4 points by ColinWright on June 19, 2012 | hide | past | favorite | 1 comment
I originally wrote this as a comment to the submission about the MonkeySort

http://news.ycombinator.com/item?id=4131217

I initially didn't find that write up very engaging, but then I realised it was actually related to work I did for my PhD, and so I thought I'd share that.

The proof that sorting a collection using comparisons requires a minimum of n.log(n) tests is well known. It simply uses the fact that there are n! possible orderings, and any comparison can only eliminate at most half (this is the crucial bit - I'll come back to it). Log(n!) is about c.n.log(n), so we might need that many comparisons. There are algorithms that are guaranteed to achieve that (shell sort, heap sort, etc.) and there are algorithms that usually perform that well and have a smaller constant (quicksort being the canonical example).

Fast forward.

Suppose we already have some information about the relative orderings of some of our items, and suppose there are now K possible linear orderings. How many comparisons might we need to make? The obvious answer is log(K), but that might not be possible. It may be that there is no selection of 2 items that lets us eliminate around half the remaining possible linear orderings.

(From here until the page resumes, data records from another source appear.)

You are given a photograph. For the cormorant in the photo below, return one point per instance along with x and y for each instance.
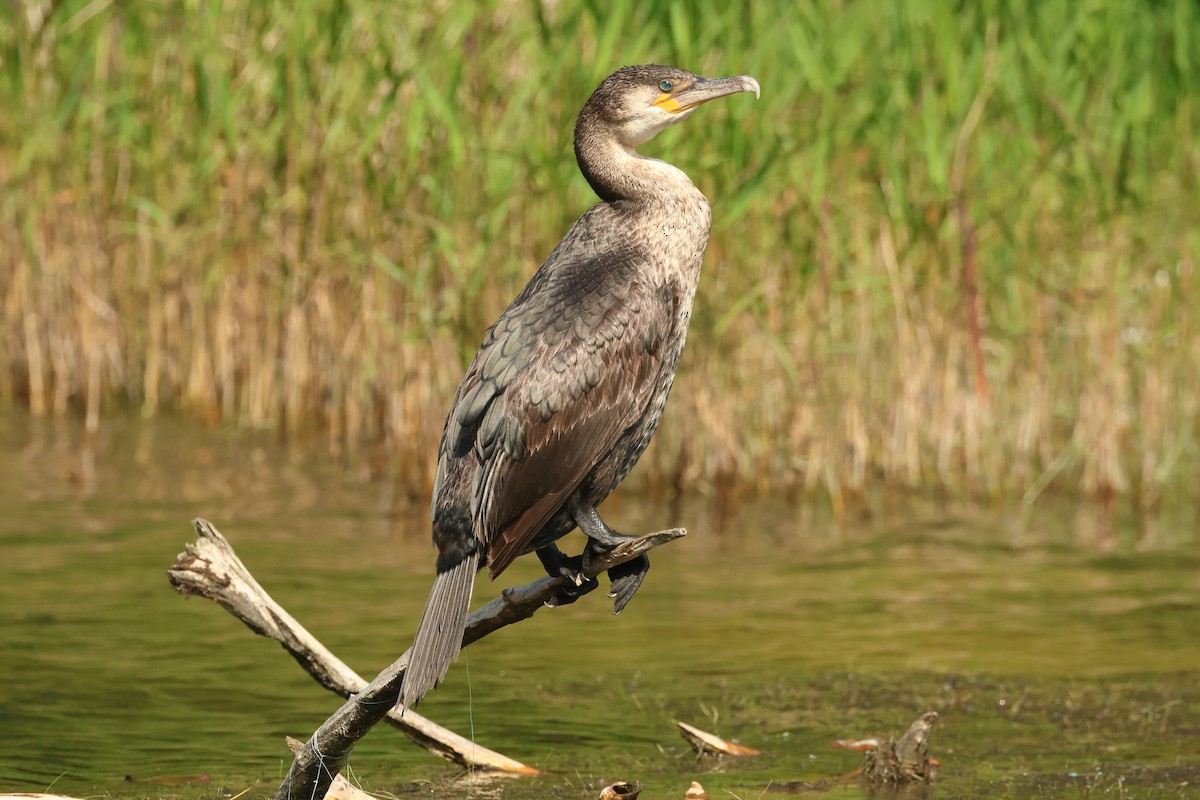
(570, 382)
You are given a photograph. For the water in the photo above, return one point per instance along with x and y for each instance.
(1060, 645)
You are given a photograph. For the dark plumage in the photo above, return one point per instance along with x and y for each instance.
(570, 383)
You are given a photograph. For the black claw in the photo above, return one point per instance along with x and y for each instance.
(625, 581)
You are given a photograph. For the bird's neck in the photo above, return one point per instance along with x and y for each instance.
(617, 173)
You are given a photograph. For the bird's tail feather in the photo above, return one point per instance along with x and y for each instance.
(439, 636)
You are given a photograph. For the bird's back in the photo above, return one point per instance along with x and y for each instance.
(570, 383)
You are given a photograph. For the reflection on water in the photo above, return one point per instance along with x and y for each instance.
(1051, 641)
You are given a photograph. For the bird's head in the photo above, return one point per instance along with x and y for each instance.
(635, 103)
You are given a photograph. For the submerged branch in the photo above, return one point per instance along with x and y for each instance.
(210, 569)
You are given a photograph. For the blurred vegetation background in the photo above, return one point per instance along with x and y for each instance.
(954, 247)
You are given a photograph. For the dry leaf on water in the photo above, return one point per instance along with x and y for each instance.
(706, 743)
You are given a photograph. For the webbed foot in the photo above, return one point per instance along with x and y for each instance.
(570, 570)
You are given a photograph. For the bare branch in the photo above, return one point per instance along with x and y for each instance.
(210, 569)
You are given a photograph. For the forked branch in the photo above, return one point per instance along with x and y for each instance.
(210, 569)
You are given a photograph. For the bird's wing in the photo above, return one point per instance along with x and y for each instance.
(568, 368)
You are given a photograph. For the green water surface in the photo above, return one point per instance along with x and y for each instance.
(1060, 644)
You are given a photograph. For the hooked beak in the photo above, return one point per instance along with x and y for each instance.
(703, 90)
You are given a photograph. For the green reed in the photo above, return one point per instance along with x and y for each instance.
(954, 244)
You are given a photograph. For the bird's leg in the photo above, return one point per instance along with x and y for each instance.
(570, 570)
(624, 578)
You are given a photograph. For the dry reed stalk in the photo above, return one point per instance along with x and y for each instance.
(903, 456)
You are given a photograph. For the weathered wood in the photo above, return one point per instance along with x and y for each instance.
(329, 747)
(210, 569)
(707, 743)
(905, 762)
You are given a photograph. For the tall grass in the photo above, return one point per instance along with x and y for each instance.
(954, 245)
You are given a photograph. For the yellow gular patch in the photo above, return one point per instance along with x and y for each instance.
(667, 103)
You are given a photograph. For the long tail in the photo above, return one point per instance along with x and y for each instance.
(439, 636)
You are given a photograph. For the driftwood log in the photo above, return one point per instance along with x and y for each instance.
(210, 569)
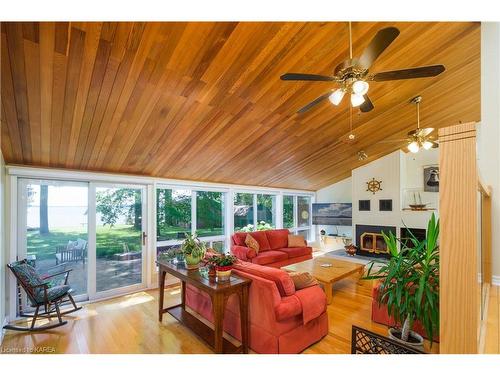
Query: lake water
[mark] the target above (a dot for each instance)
(64, 217)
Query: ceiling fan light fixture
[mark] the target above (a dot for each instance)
(357, 100)
(360, 87)
(336, 96)
(427, 145)
(413, 147)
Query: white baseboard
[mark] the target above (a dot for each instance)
(495, 280)
(2, 330)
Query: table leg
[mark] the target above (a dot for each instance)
(161, 287)
(183, 295)
(328, 288)
(243, 295)
(218, 305)
(361, 273)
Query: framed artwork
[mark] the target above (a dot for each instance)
(431, 178)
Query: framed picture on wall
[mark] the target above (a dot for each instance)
(431, 178)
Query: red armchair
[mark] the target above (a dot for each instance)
(273, 248)
(282, 320)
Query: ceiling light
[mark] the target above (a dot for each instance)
(360, 87)
(427, 145)
(357, 100)
(336, 96)
(413, 147)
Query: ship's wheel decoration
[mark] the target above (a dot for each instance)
(374, 185)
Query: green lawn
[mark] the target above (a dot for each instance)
(110, 240)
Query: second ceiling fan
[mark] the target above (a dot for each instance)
(353, 74)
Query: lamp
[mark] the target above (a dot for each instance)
(427, 145)
(360, 87)
(357, 100)
(413, 147)
(336, 96)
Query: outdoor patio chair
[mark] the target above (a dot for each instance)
(74, 251)
(42, 292)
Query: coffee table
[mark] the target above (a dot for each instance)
(326, 276)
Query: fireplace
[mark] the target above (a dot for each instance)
(370, 242)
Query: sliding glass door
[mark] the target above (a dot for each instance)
(97, 231)
(120, 238)
(53, 229)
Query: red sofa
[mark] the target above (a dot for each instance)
(273, 248)
(381, 315)
(282, 319)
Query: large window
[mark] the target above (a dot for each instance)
(297, 214)
(181, 211)
(209, 213)
(254, 212)
(173, 214)
(243, 212)
(288, 211)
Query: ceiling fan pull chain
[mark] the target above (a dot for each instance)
(350, 41)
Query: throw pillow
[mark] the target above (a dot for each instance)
(303, 280)
(252, 243)
(296, 241)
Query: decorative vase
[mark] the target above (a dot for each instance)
(414, 339)
(223, 273)
(192, 263)
(350, 250)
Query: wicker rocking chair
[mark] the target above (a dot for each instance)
(41, 293)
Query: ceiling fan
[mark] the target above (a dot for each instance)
(419, 138)
(353, 74)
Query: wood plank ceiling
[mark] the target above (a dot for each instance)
(203, 101)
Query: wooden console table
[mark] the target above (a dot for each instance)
(219, 293)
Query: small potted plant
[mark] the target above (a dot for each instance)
(193, 250)
(223, 266)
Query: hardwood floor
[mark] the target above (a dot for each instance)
(129, 324)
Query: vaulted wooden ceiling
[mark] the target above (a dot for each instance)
(203, 101)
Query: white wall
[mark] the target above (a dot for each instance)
(3, 255)
(397, 171)
(488, 131)
(340, 192)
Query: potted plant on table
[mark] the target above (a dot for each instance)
(193, 250)
(410, 284)
(223, 266)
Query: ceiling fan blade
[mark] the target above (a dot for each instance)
(421, 72)
(305, 77)
(378, 44)
(314, 102)
(367, 105)
(393, 140)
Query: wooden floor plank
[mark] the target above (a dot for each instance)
(129, 324)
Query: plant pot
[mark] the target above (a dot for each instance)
(414, 339)
(212, 272)
(223, 273)
(350, 249)
(192, 262)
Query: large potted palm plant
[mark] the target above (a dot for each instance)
(410, 284)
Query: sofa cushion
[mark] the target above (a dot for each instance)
(252, 243)
(239, 238)
(277, 238)
(296, 251)
(281, 278)
(270, 256)
(296, 241)
(261, 238)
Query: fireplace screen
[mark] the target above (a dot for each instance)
(373, 243)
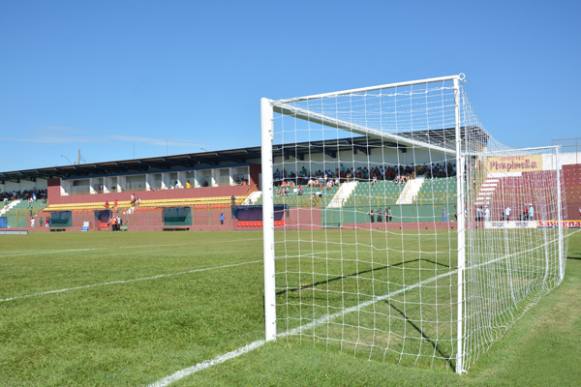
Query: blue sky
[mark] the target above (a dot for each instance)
(123, 79)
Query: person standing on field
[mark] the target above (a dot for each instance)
(371, 216)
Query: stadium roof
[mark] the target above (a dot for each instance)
(441, 137)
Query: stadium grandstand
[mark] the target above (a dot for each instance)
(220, 190)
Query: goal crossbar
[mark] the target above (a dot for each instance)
(371, 88)
(307, 115)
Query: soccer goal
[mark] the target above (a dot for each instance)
(404, 232)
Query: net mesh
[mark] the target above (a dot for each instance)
(367, 258)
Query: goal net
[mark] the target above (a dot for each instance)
(404, 231)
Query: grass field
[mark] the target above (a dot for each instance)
(130, 308)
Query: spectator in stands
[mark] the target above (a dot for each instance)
(506, 213)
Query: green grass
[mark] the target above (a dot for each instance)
(135, 333)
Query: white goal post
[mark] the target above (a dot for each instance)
(395, 227)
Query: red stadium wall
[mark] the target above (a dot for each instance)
(572, 188)
(54, 194)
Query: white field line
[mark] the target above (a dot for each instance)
(207, 364)
(128, 281)
(18, 253)
(166, 381)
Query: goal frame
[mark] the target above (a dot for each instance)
(269, 107)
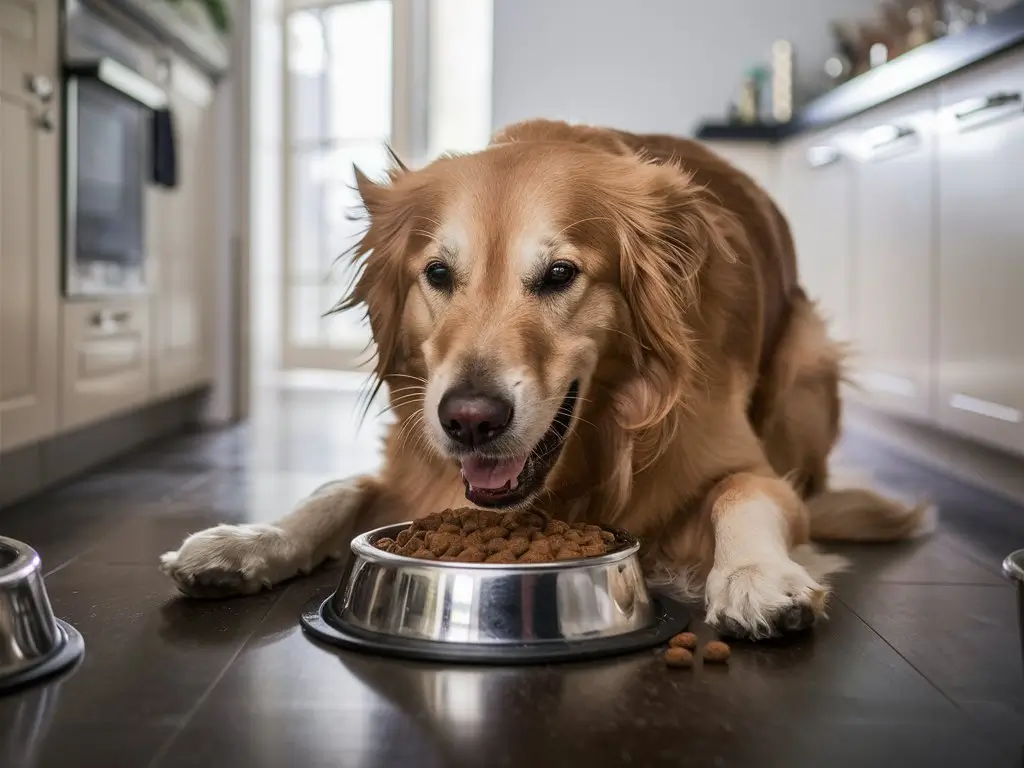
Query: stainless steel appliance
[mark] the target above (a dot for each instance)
(113, 84)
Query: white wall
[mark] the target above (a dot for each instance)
(648, 65)
(460, 81)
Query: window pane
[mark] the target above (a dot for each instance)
(340, 72)
(324, 197)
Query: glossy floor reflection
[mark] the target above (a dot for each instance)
(919, 665)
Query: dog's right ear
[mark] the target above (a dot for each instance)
(382, 281)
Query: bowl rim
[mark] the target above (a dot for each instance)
(1013, 566)
(364, 548)
(25, 564)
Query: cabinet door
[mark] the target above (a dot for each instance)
(105, 364)
(183, 232)
(981, 254)
(816, 195)
(30, 224)
(893, 303)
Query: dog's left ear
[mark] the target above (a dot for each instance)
(670, 231)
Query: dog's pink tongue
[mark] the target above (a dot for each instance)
(493, 473)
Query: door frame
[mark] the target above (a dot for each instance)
(409, 139)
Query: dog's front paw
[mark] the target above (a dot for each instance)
(761, 600)
(231, 560)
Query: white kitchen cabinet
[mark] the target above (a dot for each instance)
(815, 192)
(30, 223)
(893, 303)
(181, 228)
(980, 388)
(105, 364)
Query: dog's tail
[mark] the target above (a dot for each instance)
(850, 512)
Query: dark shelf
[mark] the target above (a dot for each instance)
(913, 70)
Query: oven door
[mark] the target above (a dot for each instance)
(108, 158)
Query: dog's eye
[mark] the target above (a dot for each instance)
(438, 275)
(559, 275)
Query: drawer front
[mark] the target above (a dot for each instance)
(107, 360)
(892, 287)
(981, 268)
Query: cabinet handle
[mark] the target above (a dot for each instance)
(108, 320)
(47, 121)
(878, 138)
(974, 107)
(822, 155)
(39, 86)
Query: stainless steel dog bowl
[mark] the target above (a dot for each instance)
(33, 643)
(1013, 568)
(481, 612)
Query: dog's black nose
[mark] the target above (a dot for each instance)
(471, 418)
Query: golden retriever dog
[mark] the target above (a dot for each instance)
(603, 327)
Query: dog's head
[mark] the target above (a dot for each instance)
(522, 291)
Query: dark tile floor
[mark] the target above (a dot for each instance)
(920, 664)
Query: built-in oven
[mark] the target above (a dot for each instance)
(111, 97)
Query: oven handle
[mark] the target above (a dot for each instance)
(122, 79)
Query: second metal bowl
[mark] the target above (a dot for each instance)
(482, 612)
(33, 643)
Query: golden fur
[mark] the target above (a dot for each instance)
(710, 395)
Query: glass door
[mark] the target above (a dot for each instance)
(338, 112)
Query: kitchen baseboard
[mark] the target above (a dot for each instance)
(33, 469)
(987, 468)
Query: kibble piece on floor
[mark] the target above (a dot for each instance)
(678, 657)
(717, 652)
(684, 640)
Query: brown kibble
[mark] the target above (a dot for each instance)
(471, 554)
(439, 543)
(684, 640)
(543, 546)
(455, 549)
(678, 658)
(501, 557)
(535, 556)
(717, 652)
(518, 546)
(495, 531)
(496, 545)
(556, 527)
(531, 520)
(488, 518)
(430, 522)
(468, 535)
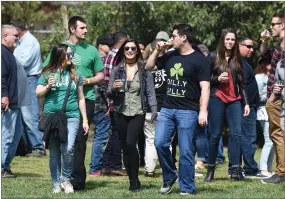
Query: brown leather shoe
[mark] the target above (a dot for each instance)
(118, 172)
(105, 172)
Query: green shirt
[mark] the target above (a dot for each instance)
(87, 61)
(55, 97)
(132, 104)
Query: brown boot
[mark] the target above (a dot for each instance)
(210, 174)
(118, 172)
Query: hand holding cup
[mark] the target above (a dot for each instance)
(265, 35)
(51, 80)
(117, 84)
(277, 87)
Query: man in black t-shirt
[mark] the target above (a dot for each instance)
(188, 80)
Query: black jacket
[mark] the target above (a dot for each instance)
(9, 81)
(237, 79)
(251, 87)
(55, 127)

Conjecture: Given a partially ordered set that is not already totally ordered, there exists a pair of elements a and b such that in a randomly chosen linear extension, the probability that a is above b is around 1/2 (in fact between 1/3 and 2/3 inclusive).

This means that given partial information, we can always find pairs of elements that eliminate around half (actually at least 1/3) of the remaining possible orderings. Thus, in theory, we can always sort in comparisons proportional to log(K) where K is the number of possible linear orderings consistent with the knowledge we have.

My PhD proved an infinitely large special case of the conjecture, showing that a plausible hiding place for counter-examples does not, in fact, harbor any.

Finding such pairs remains an open problem, and, in practice, unless your collection is already nearly totally ordered, it's usually quicker to discard partial information and start "from scratch".